For people nearer home in Europe, it will be dark days in more ways than one. Russia supplies 40 per cent of Europe's gas and this may soon be turned off. Russia's Deputy Prime Minister Alexander Novak took to the air to signal such a warning after a series of sanctions began hurting Moscow.
Keeping the light and heat on would be a huge burden for many in Europe. The Financial Times is right. The conflict in Europe is a disaster for global food supply. According to the newspaper, commodity prices, more generally, increased at close to the fastest pace for over half a century last week. More specifically, wheat prices hit a record high on Friday — US$13.50 per bushel, a 50 per cent rise since the war started on Feb 24 — as exports were halted. Russia and Ukraine — Europe's bread basket — produce 30 per cent of the world's traded wheat, according to the British newspaper.

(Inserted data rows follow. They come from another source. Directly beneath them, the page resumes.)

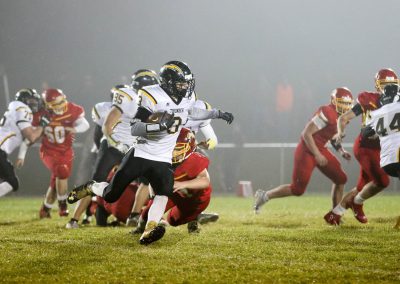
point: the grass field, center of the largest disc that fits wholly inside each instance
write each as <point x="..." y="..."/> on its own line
<point x="288" y="242"/>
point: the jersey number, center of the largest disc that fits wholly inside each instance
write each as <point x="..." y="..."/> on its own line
<point x="56" y="134"/>
<point x="394" y="125"/>
<point x="175" y="127"/>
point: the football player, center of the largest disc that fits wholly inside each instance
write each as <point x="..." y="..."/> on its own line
<point x="372" y="178"/>
<point x="66" y="119"/>
<point x="15" y="126"/>
<point x="152" y="155"/>
<point x="312" y="152"/>
<point x="114" y="119"/>
<point x="192" y="188"/>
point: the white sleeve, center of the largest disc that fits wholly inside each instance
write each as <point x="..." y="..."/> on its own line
<point x="210" y="136"/>
<point x="81" y="124"/>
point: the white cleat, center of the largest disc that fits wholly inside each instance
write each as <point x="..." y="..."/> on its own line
<point x="260" y="198"/>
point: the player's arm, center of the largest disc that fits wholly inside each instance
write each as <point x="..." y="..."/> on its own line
<point x="211" y="139"/>
<point x="317" y="123"/>
<point x="344" y="119"/>
<point x="203" y="114"/>
<point x="201" y="182"/>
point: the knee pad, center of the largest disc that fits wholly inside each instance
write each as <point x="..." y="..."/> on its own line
<point x="62" y="171"/>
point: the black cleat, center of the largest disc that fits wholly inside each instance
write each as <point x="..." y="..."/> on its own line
<point x="80" y="192"/>
<point x="152" y="233"/>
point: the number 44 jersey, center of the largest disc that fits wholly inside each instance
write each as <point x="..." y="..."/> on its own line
<point x="386" y="123"/>
<point x="56" y="137"/>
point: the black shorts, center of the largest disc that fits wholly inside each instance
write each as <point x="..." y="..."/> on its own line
<point x="7" y="172"/>
<point x="392" y="169"/>
<point x="159" y="174"/>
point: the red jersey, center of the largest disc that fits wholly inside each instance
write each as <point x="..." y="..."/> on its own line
<point x="327" y="117"/>
<point x="368" y="102"/>
<point x="55" y="136"/>
<point x="190" y="168"/>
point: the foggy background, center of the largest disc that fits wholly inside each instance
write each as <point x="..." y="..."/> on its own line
<point x="271" y="63"/>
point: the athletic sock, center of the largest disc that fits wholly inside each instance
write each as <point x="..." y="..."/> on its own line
<point x="98" y="188"/>
<point x="339" y="210"/>
<point x="5" y="188"/>
<point x="157" y="209"/>
<point x="358" y="199"/>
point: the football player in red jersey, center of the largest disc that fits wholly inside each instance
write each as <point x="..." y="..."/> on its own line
<point x="66" y="119"/>
<point x="372" y="179"/>
<point x="311" y="152"/>
<point x="192" y="188"/>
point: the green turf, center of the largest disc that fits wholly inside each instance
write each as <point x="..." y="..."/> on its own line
<point x="288" y="242"/>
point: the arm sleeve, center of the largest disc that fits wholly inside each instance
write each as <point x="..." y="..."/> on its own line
<point x="81" y="124"/>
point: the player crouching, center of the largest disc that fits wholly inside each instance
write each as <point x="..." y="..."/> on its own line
<point x="192" y="188"/>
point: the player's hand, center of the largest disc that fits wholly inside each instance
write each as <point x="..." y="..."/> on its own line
<point x="346" y="155"/>
<point x="322" y="161"/>
<point x="70" y="129"/>
<point x="44" y="121"/>
<point x="19" y="163"/>
<point x="227" y="116"/>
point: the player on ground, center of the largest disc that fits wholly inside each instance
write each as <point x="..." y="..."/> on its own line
<point x="15" y="125"/>
<point x="311" y="152"/>
<point x="66" y="119"/>
<point x="115" y="123"/>
<point x="192" y="189"/>
<point x="372" y="179"/>
<point x="152" y="155"/>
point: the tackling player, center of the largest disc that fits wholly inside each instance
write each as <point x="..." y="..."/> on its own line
<point x="15" y="125"/>
<point x="312" y="152"/>
<point x="66" y="119"/>
<point x="152" y="155"/>
<point x="372" y="178"/>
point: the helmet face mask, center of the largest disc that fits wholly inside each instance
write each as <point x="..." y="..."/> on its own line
<point x="143" y="78"/>
<point x="31" y="98"/>
<point x="385" y="77"/>
<point x="184" y="147"/>
<point x="55" y="101"/>
<point x="177" y="80"/>
<point x="342" y="99"/>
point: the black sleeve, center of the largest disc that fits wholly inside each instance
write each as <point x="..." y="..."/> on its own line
<point x="98" y="133"/>
<point x="143" y="114"/>
<point x="357" y="109"/>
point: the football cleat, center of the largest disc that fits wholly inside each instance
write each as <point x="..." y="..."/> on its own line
<point x="397" y="226"/>
<point x="259" y="200"/>
<point x="133" y="219"/>
<point x="205" y="218"/>
<point x="332" y="218"/>
<point x="193" y="227"/>
<point x="62" y="208"/>
<point x="152" y="233"/>
<point x="358" y="212"/>
<point x="80" y="192"/>
<point x="72" y="224"/>
<point x="44" y="212"/>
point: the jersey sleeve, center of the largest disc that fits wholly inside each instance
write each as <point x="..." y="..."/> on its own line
<point x="122" y="100"/>
<point x="324" y="116"/>
<point x="196" y="163"/>
<point x="23" y="117"/>
<point x="147" y="101"/>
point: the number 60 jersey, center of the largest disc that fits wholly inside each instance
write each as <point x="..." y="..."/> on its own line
<point x="155" y="99"/>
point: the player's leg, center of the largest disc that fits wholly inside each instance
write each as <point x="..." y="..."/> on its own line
<point x="141" y="198"/>
<point x="9" y="181"/>
<point x="304" y="164"/>
<point x="161" y="178"/>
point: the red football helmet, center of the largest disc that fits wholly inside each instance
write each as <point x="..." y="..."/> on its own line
<point x="342" y="99"/>
<point x="385" y="77"/>
<point x="55" y="101"/>
<point x="185" y="146"/>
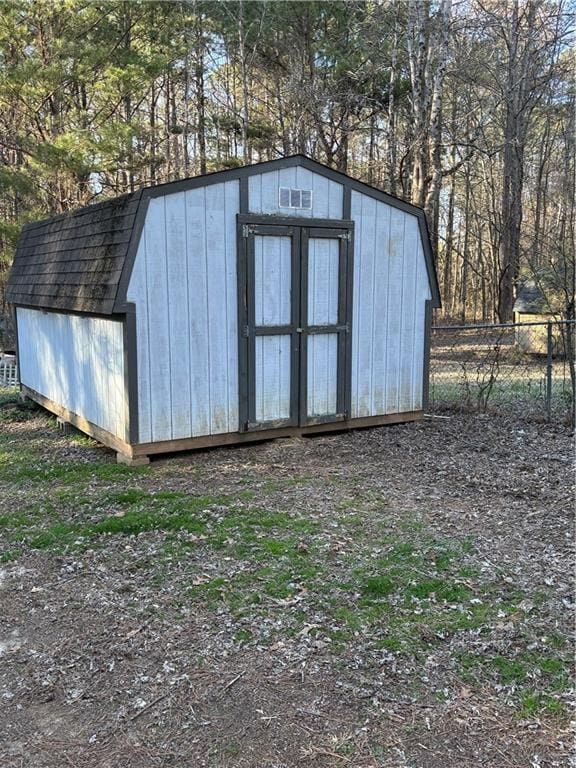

War isn't just pushing the price of wheat up, but also inflating those of other grains because of demand shifts. Corn is reported to be up by 10 per cent since the war began. If the war continues, not only the grains stuck in ports would not get to their destination, but new ones would not get to grow. No harvest but thorns. Bread may not be available even if you have the money to buy it.
War is in nobody's interest. Geography tells us the war is in Europe. But economics tells us it is very near home.